No, they’re safe. They’re too high up. But some day I expect to come in and find the little bastards have moved the ladder in the night and climbed up to eat them all.’ The fact that Lele laughed when he said this made him sound no less serious about it. He dropped the clippers and tape into a drawer and turned to Brunetti. ‘All right, what is this talk that might be police talk?’
‘Semenzato, at the museum, and the Chinese exhibition held there a few years ago,’ Brunetti explained.
Lele grunted in acknowledgement of the request and moved across the room to stand under a wrought-iron candelabrum attached to the wall. He reached up and bent one of the leaf-shaped prongs a bit to the left, stepped back to examine it, then leaned forward to bend it a tiny bit more. Satisfied, he went back to Brunetti.
‘He’s been at the museum for about eight years, Semenzato, and he’s managed to organize a number of international shows. That means he’s got good connections with museums or their directors in foreign countries, knows a lot of people in lots of places.’
‘Anything else?’ Brunetti asked, voice neutral.
‘He’s a good administrator. He’s hired a number of excellent people and brought them to Venice. There are two restorers he all but stole from the Courtauld, and he’s done a lot to change the way the exhibitions are publicized.’
‘Yes, I’ve noticed that.’ At times, Brunetti felt that Venice had been turned into a whore forced to choose between different Johns: first the city was offered the face from a Phoenician glass earring, saw the poster reproduced a thousand times, then that was quickly replaced with a portrait by Titian, which in turn was driven out by Andy Warhol, himself then quickly banished by a Celtic silver deer as the museums covered every available surface in the city and vied endlessly for the attention and box office receipts of the passing tourists. What would come next, he wondered, Leonardo T-shirts? No, they already had them in Florence. He’d seen enough posters for art shows to last a lifetime in hell.
‘Do you know him?’ Brunetti asked, wondering if that was the reason for Lele’s uncharacteristic objectivity.
‘Oh, we’ve met a few times.’
‘Where?’
‘The museum has called me in a few times to ask about majolica pieces they were offered, if I thought they were genuine or not.’
‘And you met him then?’
‘Yes.’
‘What did you think of him personally?’
‘He seemed a very pleasant, competent man.’
Brunetti had had enough. ‘Come on, Lele, this is unofficial. It’s me, Guido, asking you, not Commissario Brunetti. I want to know what you think of him.’
Lele looked down at the surface of the desk that stood beside him, moved a ceramic bowl a few millimetres to the left, glanced up at Brunetti, and said, ‘I think his eyes are for sale.’
‘What?’ asked Brunetti, not understanding at all.
‘Like Berenson. You know, you become an expert on something, and then people come to you and ask you if a piece is genuine or not. And because you’ve spent years or perhaps even your entire life studying something, learning about a painter or a sculptor, they believe you when you say a piece is genuine. Or that it’s not.’

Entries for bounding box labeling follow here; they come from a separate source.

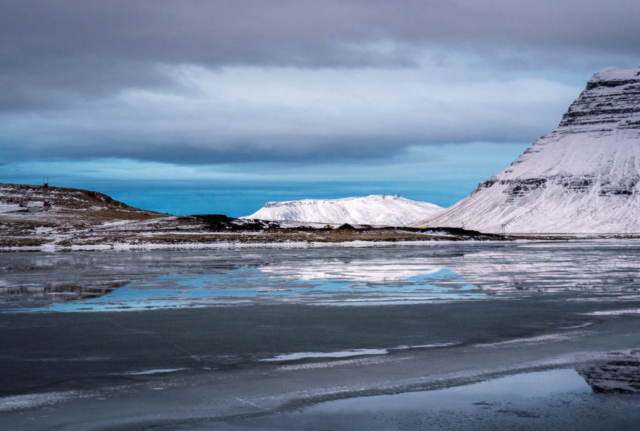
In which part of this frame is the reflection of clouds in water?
[447,243,640,292]
[5,242,640,312]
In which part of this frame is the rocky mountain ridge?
[411,68,640,233]
[245,195,442,226]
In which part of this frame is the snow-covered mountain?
[244,195,442,226]
[410,68,640,233]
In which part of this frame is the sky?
[0,0,640,216]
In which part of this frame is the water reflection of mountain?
[260,258,444,283]
[0,281,127,303]
[446,244,640,292]
[576,350,640,393]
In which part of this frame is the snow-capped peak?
[411,68,640,233]
[244,195,442,226]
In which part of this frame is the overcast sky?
[0,0,640,215]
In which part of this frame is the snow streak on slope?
[411,68,640,233]
[245,195,442,226]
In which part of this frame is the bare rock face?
[411,68,640,233]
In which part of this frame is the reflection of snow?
[261,349,389,362]
[260,259,444,283]
[584,308,640,316]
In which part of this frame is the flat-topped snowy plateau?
[246,195,443,226]
[409,68,640,234]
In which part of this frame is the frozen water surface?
[0,241,640,431]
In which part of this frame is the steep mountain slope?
[410,68,640,233]
[244,195,442,226]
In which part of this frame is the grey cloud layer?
[0,0,640,162]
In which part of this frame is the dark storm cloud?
[0,0,640,109]
[0,0,640,162]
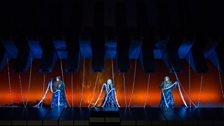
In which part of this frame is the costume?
[34,79,69,108]
[159,81,178,108]
[94,79,120,109]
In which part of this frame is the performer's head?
[164,76,170,82]
[107,79,112,84]
[56,76,61,82]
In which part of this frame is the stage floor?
[0,107,224,126]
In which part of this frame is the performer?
[34,76,69,108]
[160,76,178,109]
[93,79,120,109]
[51,76,68,108]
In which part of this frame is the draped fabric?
[101,88,119,108]
[51,81,68,108]
[159,81,176,108]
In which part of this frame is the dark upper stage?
[0,0,224,73]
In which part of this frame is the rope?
[88,73,98,107]
[128,59,137,107]
[19,73,26,108]
[144,73,151,107]
[112,59,120,107]
[7,58,13,104]
[71,72,74,108]
[172,65,188,107]
[34,79,55,108]
[60,58,70,107]
[188,55,191,108]
[79,57,85,108]
[25,59,33,107]
[197,74,203,107]
[122,73,127,108]
[41,72,46,108]
[111,59,116,87]
[218,64,224,100]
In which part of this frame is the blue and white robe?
[51,81,68,108]
[159,81,176,108]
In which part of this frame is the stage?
[0,106,224,126]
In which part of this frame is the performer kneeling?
[93,79,120,109]
[160,76,178,109]
[34,76,68,108]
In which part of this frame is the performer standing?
[51,76,68,108]
[34,76,69,108]
[160,76,178,109]
[93,79,120,109]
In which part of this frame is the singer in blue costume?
[160,76,178,109]
[51,76,68,108]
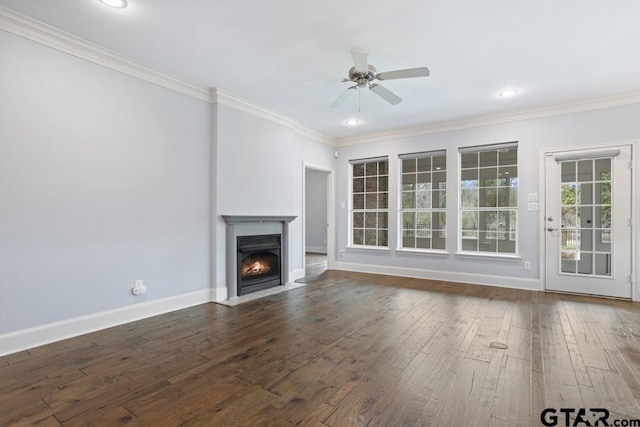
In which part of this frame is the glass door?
[545,146,632,298]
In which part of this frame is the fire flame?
[242,261,271,277]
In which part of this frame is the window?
[400,151,447,249]
[351,157,389,247]
[459,143,518,254]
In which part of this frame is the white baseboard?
[0,289,211,356]
[289,268,305,282]
[304,246,327,254]
[334,262,540,291]
[211,285,229,302]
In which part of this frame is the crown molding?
[209,88,337,147]
[209,88,297,128]
[0,6,336,146]
[337,91,640,147]
[0,6,210,101]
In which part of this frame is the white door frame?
[302,162,336,271]
[538,140,640,301]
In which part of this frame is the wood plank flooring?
[0,271,640,426]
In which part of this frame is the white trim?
[304,246,327,254]
[0,6,337,147]
[338,91,640,147]
[335,262,540,291]
[211,284,229,302]
[346,246,391,254]
[455,252,522,262]
[209,88,337,147]
[286,268,305,285]
[0,6,211,102]
[394,248,450,258]
[210,88,297,129]
[0,289,211,356]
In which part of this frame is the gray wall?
[305,169,327,253]
[0,31,211,333]
[0,32,334,334]
[336,104,640,287]
[214,105,334,290]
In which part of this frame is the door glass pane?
[558,158,612,276]
[561,162,576,182]
[578,160,593,182]
[578,252,593,274]
[596,254,611,276]
[560,259,576,274]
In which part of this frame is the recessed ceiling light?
[498,89,518,98]
[100,0,127,9]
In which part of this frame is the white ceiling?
[0,0,640,138]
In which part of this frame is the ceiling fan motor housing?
[349,65,377,87]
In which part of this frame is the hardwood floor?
[301,252,327,282]
[0,271,640,426]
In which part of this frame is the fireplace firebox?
[237,234,282,296]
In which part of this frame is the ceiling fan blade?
[298,78,349,86]
[329,86,358,108]
[376,67,430,80]
[369,85,402,105]
[351,49,369,73]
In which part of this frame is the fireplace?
[221,215,296,301]
[237,234,282,296]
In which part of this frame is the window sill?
[395,249,449,258]
[456,252,522,262]
[347,246,391,254]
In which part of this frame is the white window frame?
[457,142,520,257]
[349,156,390,249]
[398,150,447,252]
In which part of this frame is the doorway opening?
[303,165,333,277]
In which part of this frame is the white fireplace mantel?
[222,215,296,300]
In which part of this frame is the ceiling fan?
[320,50,429,108]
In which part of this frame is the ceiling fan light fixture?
[100,0,128,9]
[498,89,518,98]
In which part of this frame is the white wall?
[336,105,640,289]
[304,168,327,253]
[0,31,211,334]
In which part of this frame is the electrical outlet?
[131,280,147,296]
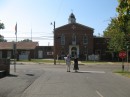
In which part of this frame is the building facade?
[54,13,94,59]
[54,13,108,60]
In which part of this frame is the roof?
[55,23,94,30]
[0,42,39,50]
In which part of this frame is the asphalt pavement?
[0,64,130,97]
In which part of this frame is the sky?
[0,0,118,46]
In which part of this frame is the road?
[0,64,130,97]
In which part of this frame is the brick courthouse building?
[54,13,107,60]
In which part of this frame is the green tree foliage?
[0,23,7,42]
[104,0,130,52]
[116,0,130,45]
[0,35,7,42]
[0,23,5,29]
[104,18,124,52]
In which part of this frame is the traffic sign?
[119,51,126,59]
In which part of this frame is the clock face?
[72,25,76,30]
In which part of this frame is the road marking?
[78,71,105,73]
[96,90,104,97]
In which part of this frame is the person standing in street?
[66,54,71,72]
[73,55,79,72]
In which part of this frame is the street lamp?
[51,21,56,65]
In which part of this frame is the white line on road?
[78,71,105,73]
[96,90,104,97]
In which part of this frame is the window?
[61,34,65,45]
[83,34,88,44]
[72,33,76,45]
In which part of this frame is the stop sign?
[119,51,126,59]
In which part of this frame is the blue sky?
[0,0,118,46]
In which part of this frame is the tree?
[0,23,5,29]
[104,0,130,52]
[0,23,7,42]
[116,0,130,49]
[0,35,7,42]
[21,39,32,42]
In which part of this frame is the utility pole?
[51,21,56,65]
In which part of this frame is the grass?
[115,71,130,78]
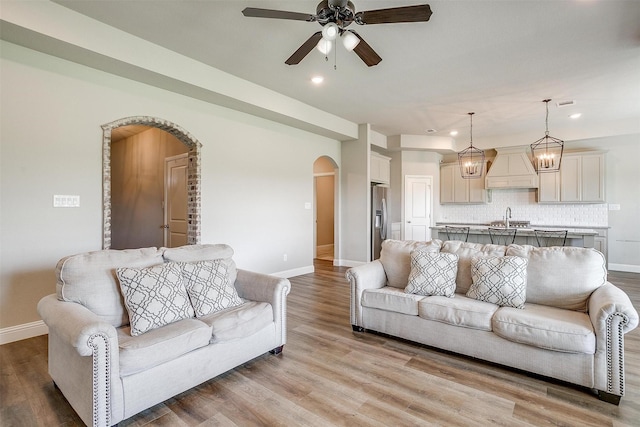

Brunetti nodded. Italy was full of experts; some of them even knew what they were talking about. ‘Why Berenson?’
‘It seems he sold his eyes. Gallery owners or private collectors would ask him to authenticate certain pieces, and sometimes he’d say that they were genuine, but later they’d turn out not to be.’ Brunetti started to ask a question, but Lele cut him off. ‘No, don’t even ask if it could have been an honest mistake. There’s proof that he was paid, especially by Duveen, that he got a share of the take. Duveen had a lot of rich American clients; you know the type. They can’t be bothered learning about art, probably don’t even like it much, but they want to be known to have it, to own it. So Duveen matched their desire and their money with Berenson’s reputation and expertise, and everyone was happy; the Americans with their paintings, all with clear attributions; Duveen with the profits from the sales; and Berenson with both his reputation and his cut of the take.’
Brunetti paused a moment before he asked, ‘And Semenzato does the same?’
‘I’m not sure. But of the last four pieces they brought me in to take a look at, two were imitations.’ He thought for a moment, then added, grudgingly, ‘Good imitations, but still imitations.’
‘How did you know?’
Lele looked at him as though Brunetti had asked him how he knew a particular flower was a rose and not an iris. ‘I looked at them,’ he said simply.
‘Did you convince them?’
Lele weighed for a moment whether to be offended by the question or not, but then he remembered that Brunetti was, after all, only a policeman. ‘The curators decided not to acquire the pieces.’
‘Who had decided, originally, to buy them?’ But he knew the answer.
‘Semenzato.’
‘And who was offering to sell them?’
‘We were never told. Semenzato said it was a private sale, that he had been contacted by a private dealer who wanted to sell the pieces, two plates that were supposed to be Florentine, fourteenth century, and two Venetian. Those two were genuine.’